NOTES TO CONSOLIDATED FINANCIAL STATEMENTS
(Unaudited)
1. BASIS OF PRESENTATION
Kentucky National Bancorp, Inc., (the Company) became the
holding company for Kentucky National Bank (the Bank) on
May 18, 1999, by issuing and exchanging its stock on a
share for share basis for the outstanding stock of the
Bank. The transfer of stock between the entities under
common control was accounted for at historical cost in a
manner similar to a pooling of interests.

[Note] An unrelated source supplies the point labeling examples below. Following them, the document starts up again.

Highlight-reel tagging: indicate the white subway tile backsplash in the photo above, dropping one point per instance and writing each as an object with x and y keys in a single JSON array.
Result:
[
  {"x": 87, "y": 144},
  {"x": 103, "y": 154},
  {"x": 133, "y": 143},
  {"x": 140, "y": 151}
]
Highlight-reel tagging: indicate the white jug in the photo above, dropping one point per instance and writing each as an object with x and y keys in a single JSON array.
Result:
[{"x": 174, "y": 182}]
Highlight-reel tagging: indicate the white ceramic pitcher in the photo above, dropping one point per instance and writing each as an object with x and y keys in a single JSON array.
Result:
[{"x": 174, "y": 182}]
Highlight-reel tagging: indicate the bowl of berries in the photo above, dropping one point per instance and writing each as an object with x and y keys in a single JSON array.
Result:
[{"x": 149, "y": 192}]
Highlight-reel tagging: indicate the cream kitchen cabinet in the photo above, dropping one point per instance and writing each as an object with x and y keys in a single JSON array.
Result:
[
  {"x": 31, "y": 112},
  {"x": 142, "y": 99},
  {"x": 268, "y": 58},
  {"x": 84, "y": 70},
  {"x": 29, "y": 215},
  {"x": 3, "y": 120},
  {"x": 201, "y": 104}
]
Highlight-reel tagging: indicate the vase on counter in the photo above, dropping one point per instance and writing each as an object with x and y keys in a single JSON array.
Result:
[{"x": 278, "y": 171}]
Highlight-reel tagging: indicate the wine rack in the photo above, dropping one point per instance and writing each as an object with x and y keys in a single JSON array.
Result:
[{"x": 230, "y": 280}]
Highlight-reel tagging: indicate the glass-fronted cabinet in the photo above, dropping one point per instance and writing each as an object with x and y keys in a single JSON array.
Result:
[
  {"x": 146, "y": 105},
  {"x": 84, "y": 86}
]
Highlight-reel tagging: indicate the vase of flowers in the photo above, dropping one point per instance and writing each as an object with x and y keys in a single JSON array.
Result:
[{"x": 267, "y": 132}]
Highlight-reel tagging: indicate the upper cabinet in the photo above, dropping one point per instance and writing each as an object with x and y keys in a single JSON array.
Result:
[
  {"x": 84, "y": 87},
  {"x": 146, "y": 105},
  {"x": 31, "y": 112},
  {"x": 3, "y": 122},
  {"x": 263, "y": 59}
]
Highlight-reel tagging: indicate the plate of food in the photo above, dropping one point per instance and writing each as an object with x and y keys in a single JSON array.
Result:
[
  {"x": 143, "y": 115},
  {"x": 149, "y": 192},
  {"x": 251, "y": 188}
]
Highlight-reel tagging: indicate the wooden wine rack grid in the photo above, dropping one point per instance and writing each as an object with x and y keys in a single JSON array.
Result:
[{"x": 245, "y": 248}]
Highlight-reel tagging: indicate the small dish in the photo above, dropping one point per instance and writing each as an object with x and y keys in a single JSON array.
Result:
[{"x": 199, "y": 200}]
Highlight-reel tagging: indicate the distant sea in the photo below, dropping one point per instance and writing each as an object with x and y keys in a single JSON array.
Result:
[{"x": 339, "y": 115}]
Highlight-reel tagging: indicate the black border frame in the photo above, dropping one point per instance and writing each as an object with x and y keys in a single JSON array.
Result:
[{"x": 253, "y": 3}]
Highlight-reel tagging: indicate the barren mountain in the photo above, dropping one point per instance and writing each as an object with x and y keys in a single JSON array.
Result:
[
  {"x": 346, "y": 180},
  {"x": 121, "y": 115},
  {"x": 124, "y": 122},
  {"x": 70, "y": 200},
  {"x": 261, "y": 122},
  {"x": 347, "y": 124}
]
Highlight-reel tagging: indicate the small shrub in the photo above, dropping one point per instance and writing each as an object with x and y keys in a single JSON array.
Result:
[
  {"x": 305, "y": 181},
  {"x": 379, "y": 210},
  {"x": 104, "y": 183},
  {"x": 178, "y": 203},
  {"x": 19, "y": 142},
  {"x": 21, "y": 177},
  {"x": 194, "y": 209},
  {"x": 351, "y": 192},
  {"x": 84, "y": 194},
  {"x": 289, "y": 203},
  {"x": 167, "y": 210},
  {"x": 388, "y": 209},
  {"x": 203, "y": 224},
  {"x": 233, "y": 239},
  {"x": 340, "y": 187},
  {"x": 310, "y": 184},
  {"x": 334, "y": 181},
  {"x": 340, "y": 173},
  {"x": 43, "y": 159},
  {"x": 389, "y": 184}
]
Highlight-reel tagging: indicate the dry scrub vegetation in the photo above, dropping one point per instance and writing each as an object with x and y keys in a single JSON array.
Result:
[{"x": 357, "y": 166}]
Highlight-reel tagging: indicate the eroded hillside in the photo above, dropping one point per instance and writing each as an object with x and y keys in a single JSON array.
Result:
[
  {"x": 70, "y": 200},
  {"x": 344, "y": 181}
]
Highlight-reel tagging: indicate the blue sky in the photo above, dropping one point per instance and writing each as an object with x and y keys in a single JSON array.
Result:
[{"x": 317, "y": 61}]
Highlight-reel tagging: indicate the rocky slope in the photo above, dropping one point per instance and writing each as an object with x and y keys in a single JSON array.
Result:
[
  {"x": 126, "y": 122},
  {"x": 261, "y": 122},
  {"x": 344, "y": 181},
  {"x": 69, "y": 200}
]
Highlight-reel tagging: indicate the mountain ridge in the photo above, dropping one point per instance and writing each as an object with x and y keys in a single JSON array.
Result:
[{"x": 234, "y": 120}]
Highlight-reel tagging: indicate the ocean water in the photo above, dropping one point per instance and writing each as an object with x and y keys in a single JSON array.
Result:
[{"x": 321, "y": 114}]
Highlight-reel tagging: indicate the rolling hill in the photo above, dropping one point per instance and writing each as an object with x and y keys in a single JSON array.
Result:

Accordingly, the
1999 financial statements are presented as if the holding
company formation occurred on January 1, 1999.
The unaudited consolidated financial statements include the
accounts of Kentucky National Bancorp, Inc., and its
subsidiary Kentucky National Bank, for periods presented in
1999 and the accounts of Kentucky National Bank for periods
presented in 1998. All material intercompany balances and
transactions have been eliminated in consolidation.
The accompanying unaudited consolidated financial
statements were prepared in accordance with instructions
for Form 10-QSB and therefore, do not include all
disclosures necessary for a complete presentation of the
statement of financial condition, statement of loss,
statement of stockholders' equity, and statement of cash
flows in conformity with generally accepted accounting
principles. However, all adjustments which are, in the
opinion of management, necessary for the fair presentation
of the interim financial statements have been included.
The statement of income for periods presented is not
necessarily indicative of the results which may be expected
for the entire year.
2. FEDERAL HOME LOAN BANK ADVANCES
Advances from Federal Home Loan Bank of Cincinnati are
payable at maturity, with interest payable monthly, and are
summarized as follows at September 30, 1999 and 1998:
<TABLE>
<CAPTION>
MATURITY RATE 1999 1998
<S> <C> <C> <C> <C>
Short-term borrowings 11/22/99 Variable $1,000,000 $ -
========== =====
</TABLE>
All advances are secured by 100% of the Bank's mortgage
loan portfolio and all FHLB stock.
3. EARNINGS (LOSS) PER SHARE
Earnings (loss) per share has been determined in accordance
with Statements of Financial Accounting Standards No. 128,
"Earnings per Share."
Earnings (loss) per share for the nine month periods ended
September 30, 1999 and 1998 and for the three month periods
ended September 30, 1999 and 1998 have been computed based
on the weighted average number of shares outstanding
throughout the period of 240,000. Diluted earnings (loss)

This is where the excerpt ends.